É bom lembrar que Deus é Deus do resto. Convém dizer também
aos cristãos sem Cristo que a Sagrada Escritura é um grande movimento de
peregrinações e migrações (desde Abraão). É preciso ter cuidado, pois nossos
olhos se enchem só com o que é grande, mas Deus se encanta com os pequenos e o
que é grande não conta.
Há muitas histórias bíblicas que nos ensinam que Deus
rejeitou os grandes, orgulhosos e escolheu os pequenos (Davi é escolhido entre
os distintos. E, ainda, derrotou Golias). Deus rejeitou as grandes e poderosas
nações e escolheu o resto de Israel (imagem dos povos pequenos e pobres).
Escolheu Maria e José. E ainda nos escolheu na cruz.
Como é difícil nos acostumarmos com essa lógica. Por isso,
muitos se enganam facilmente com qualquer pregador que usa a bíblia debaixo do
braço, que usa uma vestimenta religiosa, que demonstra uma piedade oferecendo
vitorias em Cristo sobrecarregadas de grandezas.
É um tipo de deserto, de um caminho tortuoso, que
consideramos lixo. Até mesmo o diabo, que não tem mais o que fazer, procura
enganar os cristãos com coisas que não pertencem à lógica do Reino de Deus (cf
Mt 4, 1-11. Mc 1, 12-13. Lc 4, 1-13).
As lágrimas de um povo sofrido que um dia se enganou pela sua
soberba, buscando se alinhar com os grandes, os poderosos, com as nações
poderosas e opressoras (pecado) serão enxutas.
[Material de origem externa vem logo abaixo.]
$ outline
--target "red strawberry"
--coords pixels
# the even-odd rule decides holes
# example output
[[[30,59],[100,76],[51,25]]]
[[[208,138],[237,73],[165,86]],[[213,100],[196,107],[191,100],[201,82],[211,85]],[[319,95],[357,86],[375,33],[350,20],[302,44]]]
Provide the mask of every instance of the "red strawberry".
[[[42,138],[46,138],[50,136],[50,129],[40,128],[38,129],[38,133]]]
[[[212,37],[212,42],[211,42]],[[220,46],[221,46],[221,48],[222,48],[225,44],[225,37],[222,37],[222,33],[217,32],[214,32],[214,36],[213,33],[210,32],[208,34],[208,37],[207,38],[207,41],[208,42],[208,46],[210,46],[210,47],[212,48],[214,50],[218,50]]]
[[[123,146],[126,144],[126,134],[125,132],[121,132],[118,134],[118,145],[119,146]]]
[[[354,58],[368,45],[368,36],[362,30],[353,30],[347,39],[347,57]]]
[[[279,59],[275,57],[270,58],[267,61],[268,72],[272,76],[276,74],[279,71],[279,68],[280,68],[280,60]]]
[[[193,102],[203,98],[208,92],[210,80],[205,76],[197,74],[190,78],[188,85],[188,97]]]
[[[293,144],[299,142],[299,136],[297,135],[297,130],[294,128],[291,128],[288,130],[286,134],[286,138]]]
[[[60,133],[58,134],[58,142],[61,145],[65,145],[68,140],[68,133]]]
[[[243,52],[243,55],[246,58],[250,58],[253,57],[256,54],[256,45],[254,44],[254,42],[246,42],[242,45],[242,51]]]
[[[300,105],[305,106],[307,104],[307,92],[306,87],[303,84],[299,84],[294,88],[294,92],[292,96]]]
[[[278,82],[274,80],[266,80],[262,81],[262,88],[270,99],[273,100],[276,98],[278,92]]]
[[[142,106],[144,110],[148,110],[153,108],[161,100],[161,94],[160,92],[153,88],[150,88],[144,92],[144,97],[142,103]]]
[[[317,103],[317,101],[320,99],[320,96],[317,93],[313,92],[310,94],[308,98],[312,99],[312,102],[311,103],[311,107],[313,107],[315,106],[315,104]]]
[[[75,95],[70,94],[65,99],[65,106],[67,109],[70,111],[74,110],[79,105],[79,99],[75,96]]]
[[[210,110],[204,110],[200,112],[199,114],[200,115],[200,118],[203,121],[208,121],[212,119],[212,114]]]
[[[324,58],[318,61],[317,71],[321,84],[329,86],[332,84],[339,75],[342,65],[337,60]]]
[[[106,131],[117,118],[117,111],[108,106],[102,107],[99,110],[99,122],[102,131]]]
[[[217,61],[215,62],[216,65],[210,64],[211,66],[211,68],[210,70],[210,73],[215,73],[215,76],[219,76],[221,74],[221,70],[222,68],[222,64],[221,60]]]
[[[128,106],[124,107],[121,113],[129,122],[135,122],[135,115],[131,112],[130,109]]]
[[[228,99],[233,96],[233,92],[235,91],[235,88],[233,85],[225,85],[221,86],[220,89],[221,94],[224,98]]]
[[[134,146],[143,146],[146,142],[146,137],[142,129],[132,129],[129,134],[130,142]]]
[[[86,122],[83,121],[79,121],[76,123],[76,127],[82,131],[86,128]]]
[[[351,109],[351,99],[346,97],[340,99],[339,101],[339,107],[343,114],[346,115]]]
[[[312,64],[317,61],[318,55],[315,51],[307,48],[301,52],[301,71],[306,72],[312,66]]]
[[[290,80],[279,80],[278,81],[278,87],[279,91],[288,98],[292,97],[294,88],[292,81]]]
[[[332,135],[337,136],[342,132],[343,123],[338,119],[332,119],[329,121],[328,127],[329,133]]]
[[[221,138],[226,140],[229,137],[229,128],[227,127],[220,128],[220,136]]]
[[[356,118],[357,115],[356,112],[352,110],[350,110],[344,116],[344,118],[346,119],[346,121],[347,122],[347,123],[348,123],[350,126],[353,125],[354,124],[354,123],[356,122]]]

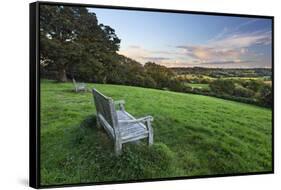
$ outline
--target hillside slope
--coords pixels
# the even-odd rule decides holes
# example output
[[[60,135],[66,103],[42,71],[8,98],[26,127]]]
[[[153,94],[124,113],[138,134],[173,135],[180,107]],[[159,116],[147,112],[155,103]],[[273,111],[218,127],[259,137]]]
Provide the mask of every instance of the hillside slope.
[[[86,183],[271,170],[271,110],[218,98],[119,85],[88,84],[152,115],[155,145],[127,144],[115,157],[95,127],[90,92],[41,82],[41,182]]]

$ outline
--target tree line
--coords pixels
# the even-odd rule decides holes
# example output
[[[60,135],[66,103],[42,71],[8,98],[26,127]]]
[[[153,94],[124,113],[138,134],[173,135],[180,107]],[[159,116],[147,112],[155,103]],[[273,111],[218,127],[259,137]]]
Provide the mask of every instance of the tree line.
[[[110,26],[100,24],[85,7],[40,6],[40,75],[59,82],[72,78],[83,82],[110,83],[191,92],[256,103],[252,89],[235,88],[231,81],[217,80],[211,91],[194,90],[176,77],[178,72],[154,62],[144,65],[118,54],[121,39]],[[175,72],[176,71],[176,72]],[[210,70],[193,68],[202,74]],[[263,71],[263,70],[262,70]],[[220,71],[225,72],[225,71]],[[230,72],[230,71],[227,71]],[[236,71],[232,71],[236,72]],[[209,83],[207,81],[206,83]],[[234,89],[234,90],[233,90]],[[271,89],[261,88],[260,105],[270,106]],[[231,91],[231,92],[229,92]],[[246,101],[246,102],[247,102]]]

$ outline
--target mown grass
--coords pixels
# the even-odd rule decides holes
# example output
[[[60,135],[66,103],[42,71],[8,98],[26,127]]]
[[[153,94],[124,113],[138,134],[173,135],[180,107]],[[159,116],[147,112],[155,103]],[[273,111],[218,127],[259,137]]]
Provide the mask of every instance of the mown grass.
[[[88,84],[152,115],[155,144],[113,143],[96,128],[90,92],[41,81],[41,184],[271,171],[271,110],[218,98],[129,86]]]

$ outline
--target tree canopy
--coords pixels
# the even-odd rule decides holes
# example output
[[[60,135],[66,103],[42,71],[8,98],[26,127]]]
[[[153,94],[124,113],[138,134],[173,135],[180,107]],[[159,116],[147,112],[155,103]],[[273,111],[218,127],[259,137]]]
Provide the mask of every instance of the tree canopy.
[[[84,7],[40,7],[41,62],[55,69],[59,81],[66,81],[67,74],[95,74],[112,64],[119,45],[114,29],[99,24]]]

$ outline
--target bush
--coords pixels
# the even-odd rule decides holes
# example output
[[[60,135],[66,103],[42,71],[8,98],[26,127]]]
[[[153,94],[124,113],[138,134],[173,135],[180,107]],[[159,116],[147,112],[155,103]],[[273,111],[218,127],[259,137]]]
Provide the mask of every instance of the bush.
[[[264,85],[258,92],[257,99],[261,105],[272,107],[272,87]]]
[[[253,92],[252,90],[244,88],[243,86],[240,86],[240,85],[235,87],[234,93],[233,93],[234,96],[245,97],[245,98],[253,97],[254,94],[255,94],[255,92]]]

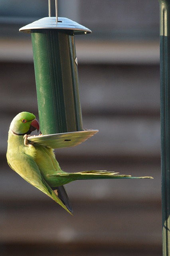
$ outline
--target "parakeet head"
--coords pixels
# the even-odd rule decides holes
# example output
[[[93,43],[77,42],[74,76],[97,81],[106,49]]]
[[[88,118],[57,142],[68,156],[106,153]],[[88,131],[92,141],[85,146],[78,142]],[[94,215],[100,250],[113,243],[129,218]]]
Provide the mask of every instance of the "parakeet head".
[[[36,129],[38,132],[39,124],[33,114],[21,112],[12,120],[10,129],[17,135],[29,135]]]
E este mesmo povo, voltará
arrependido, mas felizes e exultantes. Mesmo na pobreza e na simplicidade o
Senhor os receberá em preces. Sendo eles desprovidos de seu orgulho, Deus os
conduzirá por um caminho reto. Deus é Pai deste povo.
O Evangelho de hoje, testemunha que a ação de Jesus é
condizente com a ação do Pai. Jesus é o Filho de Deus que veio trazer vida e
libertação. Veio também dizer que a Aliança de Amor continua viva e eficaz. E
que Deus continua a amar e libertar o seu povo, o resto ao qual ninguém quer
ajudar.
Todo encontro com Jesus é uma oportunidade de abraçar a
existência e abrir-se a novos horizontes. Temos consciência disso?
Aprendamos a olhar para o mundo, não só com o bolso, mas com
o coração de Jesus. O mundo ainda continua considerando a muitos como resto. Um
resto que não escolhemos como nossos, como irmãos, como amigos, mas movidos por
muita arrogância, temos a mania de excluir, abandonar, deixar-se desfigurar
(até o mais degradante desumanizar), sufocar até fazê-lo calar, desistir de
tudo, de todos os seus sonhos.
Recorde: “Levante, coragem, Jesus te chama. O cego jogou o
manto, deu um pulo e foi até Jesus” (Lc 10, 49b).